Reliance Infocom Ltd. (now known as
Reliance Communications Ltd.) & others. vs. DDIT(IT). ITA No. 730/Mum/09,
Date of Decision 06/09/2013, ITAT-Mumbai
Facts : Briefly stated, Reliance Infocomm Ltd.,
now known as Reliance Communications Ltd. wanted to establish wireless
telecommunications network in India. As a part of that it has entered into a
Wireless Network General Terms and Conditions contract and Wireless Software
contract dated 3 1.07.2002 with Lucent Technologies Hindustan Pvt. Ltd.

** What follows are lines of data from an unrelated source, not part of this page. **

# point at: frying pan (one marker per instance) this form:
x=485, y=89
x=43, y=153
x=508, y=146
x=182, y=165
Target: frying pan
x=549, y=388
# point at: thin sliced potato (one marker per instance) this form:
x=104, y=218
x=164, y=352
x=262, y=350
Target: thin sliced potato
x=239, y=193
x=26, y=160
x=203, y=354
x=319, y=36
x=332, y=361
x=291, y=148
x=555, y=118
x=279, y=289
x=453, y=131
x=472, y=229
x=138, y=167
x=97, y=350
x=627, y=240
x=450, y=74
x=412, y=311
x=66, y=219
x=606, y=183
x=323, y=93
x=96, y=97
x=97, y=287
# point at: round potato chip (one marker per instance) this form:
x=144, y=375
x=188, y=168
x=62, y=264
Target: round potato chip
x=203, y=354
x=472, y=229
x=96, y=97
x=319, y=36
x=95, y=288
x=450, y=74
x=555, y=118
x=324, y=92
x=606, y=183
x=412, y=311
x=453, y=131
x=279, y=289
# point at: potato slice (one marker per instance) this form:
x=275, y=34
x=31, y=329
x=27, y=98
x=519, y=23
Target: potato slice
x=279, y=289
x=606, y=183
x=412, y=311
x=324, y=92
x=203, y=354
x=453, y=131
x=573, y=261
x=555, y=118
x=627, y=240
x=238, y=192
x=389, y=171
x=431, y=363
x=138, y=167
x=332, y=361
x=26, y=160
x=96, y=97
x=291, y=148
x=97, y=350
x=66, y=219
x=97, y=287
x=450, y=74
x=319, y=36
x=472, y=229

(LTHPL), an Indian company of M/s. Lucent group,
USA. Wireless software Assignment and Assumption agreement dated 05.08.2002
with LTHPL and Lucent Technologies GRL LLC (LTGL) USA towards supply of
software required for telecom network. When Reliance placed first supply orders
for software for an amount of US$1 1,06,56,855, it made applications under
section 195(2) before DDIT-2(1) Mumbai requesting payment for purchase of
software without deduction of tax at source. It was Reliance’s contention that
it was for purchase of software and LTGL has no PE in India and as per DTAA
between India and USA, the amount paid is not taxable in India. AO after
examining the details of agreements held that the assessee was getting only
license to use the software and is in the nature of royalty, taxable at 20% in
India under the provisions of Income tax Act 1961. Not only in the case of
Lucent, Reliance also similarly placed orders with various other suppliers of
telecom software in other countries and sought no deduction certificates on
similar contentions. AO passed similar orders in all the cases where Reliance
was to remit the monies over a period of time. After deducting tax as directed
by the AO, Reliance however preferred appeals before the Ld.CIT(A) as per the
then existing provisions of section 248 of the IT Act. The learned CIT(A), vide
his orders, held that the amounts paid cannot be considered as royalty as
Reliance purchased ‘goods’ which is a copyrighted article and so, since the
seller do not have PE in India the amount is not taxable. Accordingly, he gave
relief to Reliance. The Revenue is aggrieved on these orders. The lead order of
the AO and CIT(A) pertains to ITA No. 837/Mum/2007 in which the AO’ order under
section 195(2) dated 12.03.2003 was considered by the CIT(A) in his appeal No.
CITA XXXI/DDIT (IT) 2(1)/IT – 448/02-03/06-07 dated 26.10.2006. It was admitted
that the facts are more or less similar to the above appeal and main arguments
were rendered in this appeal.
Held :- In view of the agreement and various
judicial pronouncements the hon’ble tribunal has held that there is a
distinction between a case where the software is supplied along with hardware
as part of the equipment and there is no separate sale of the software and a
case where the software is sold separately. In the case, where the software is
an integral part of the supply of equipment, the consideration for that is not
assessable as “royalty”.
However, in a case where the software is sold
separately, the consideration for it is assessable as “royalty”. On facts, the
assessee had acquired the software independent of the equipment. It had
received a license to use the copyright in the software belonging to the
non-resident and the supplier continued to be the owner of the copyright and
all other intellectual property rights. As there was a transfer of the right to
use the copyright, the payment made by Reliance to Lucent was “for the use of
or the right to use copyright” and constituted “royalty” under s. 9(1)(vi) of
the Act and Article 12(3) of the India-USA DTAA.
There is a distinction between a case where the software is supplied along with hardware as part of the equipment and there is no separate sale of the software and a case where the software is sold separately. Where the software is an integral part of the supply of equipment, the consideration for that is not assessable as “royalty”. However, in a case where the software is sold separately, the consideration for it is assessable as “royalty”. On facts, the assessee had acquired the software independent of the equipment. It had received a license to use the copyright in the software belonging to the non-resident. The non-resident supplier continued to be the owner of the copyright and all other intellectual property rights. As there was a transfer of the right to use the copyright, the payment made by Reliance to Lucent was “for the use of or the right to use copyright” and constituted “royalty” under s. 9(1)(vi) and Article 12(3) of the India-USA DTAA (Synopsis International 212 Taxman 454 (Kar), Samsung Electronics 345 ITR 494 (Kar), Lucent Technologies 348 ITR 196 (Kar), Citrix Systems 343 ITR 1 (AAR) & Microsoft/Gracemac Corp 42 SOT 550 (Del) followed).